Given p(x) ~ N(mu, Sigma) and p(z|x) ~ N(Ax + b, Q), computes the posterior p(x|z) in square-root form.

Parameters:

Name Type Description Default
A Array

Observation matrix (shape [n_obs, n_state]).

required
mu Array

Prior mean (shape [n_state]).

required
Sigma_sqr Array

Square root of prior covariance (shape [n_state, n_state]).

required
mu_z Array

Marginal observation mean (shape [n_obs]).

required
Sigma_z_sqr Array

Square root of marginal observation covariance (shape [n_obs, n_obs]).

required
Q_sqr Array | None

Square root of measurement noise covariance (optional).

None

Returns:

Type Description
Array

Tuple of (G, d, Lambda_sqr) where:

Array
  • G is the Kalman gain matrix (shape [n_state, n_obs])
Array
  • d is the posterior offset/mean correction (shape [n_state])
tuple[Array, Array, Array]
  • Lambda_sqr is the posterior covariance square root (shape [n_state, n_state])

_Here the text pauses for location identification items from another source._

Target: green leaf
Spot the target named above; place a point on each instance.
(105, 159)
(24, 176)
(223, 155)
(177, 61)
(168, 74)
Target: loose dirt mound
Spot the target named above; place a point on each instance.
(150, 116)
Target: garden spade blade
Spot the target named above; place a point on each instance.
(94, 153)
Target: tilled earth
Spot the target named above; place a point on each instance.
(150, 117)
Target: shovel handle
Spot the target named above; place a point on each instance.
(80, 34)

ode_filters.inference.sqr_marginalization(A: Array, b: Array, Q_sqr: Array, mu: Array, Sigma_sqr: Array) -> tuple[Array, Array]

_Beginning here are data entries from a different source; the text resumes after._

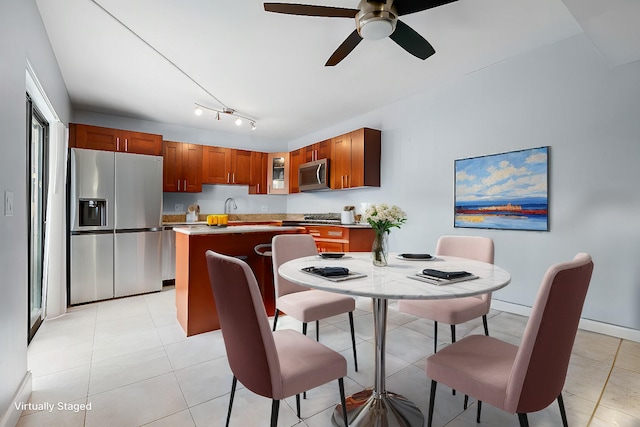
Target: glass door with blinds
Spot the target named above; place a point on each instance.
(37, 143)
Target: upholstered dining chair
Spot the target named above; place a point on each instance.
(457, 310)
(299, 302)
(530, 377)
(272, 364)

Marginalize out the linear transformation in a Gaussian model using square-root form.

Computes the marginal distribution of z = Ax + b given p(x) ~ N(mu, Sigma) and p(z|x) ~ N(Ax + b, Q). The result is p(z) = N(mu_z, Sigma_z) where: - mu_z = A @ mu + b - Sigma_z = A @ Sigma @ A.T + Q

The square-root form is preserved to maintain numerical stability.

Parameters:

Name Type Description Default
A Array

Linear transformation matrix (shape [n_obs, n_state]).

required
b Array

Observation offset (shape [n_obs]).

required
Q_sqr Array

Square root of observation noise covariance. Shape [n_obs, n_obs] or [n_obs]. If 1D array, will be converted to 2D.

required
mu Array

Prior mean (shape [n_state]).

required
Sigma_sqr Array

Square root of prior covariance (shape [n_state, n_state]).

required

Returns:

Type Description
Array

Tuple of (mu_z, Sigma_z_sqr) where:

Array
  • mu_z is the marginal mean of z (shape [n_obs])
tuple[Array, Array]
  • Sigma_z_sqr is the square root of marginal covariance of z (shape [n_obs, n_obs])

Raises:

Type Description
ValueError

If input shapes are incompatible or invalid.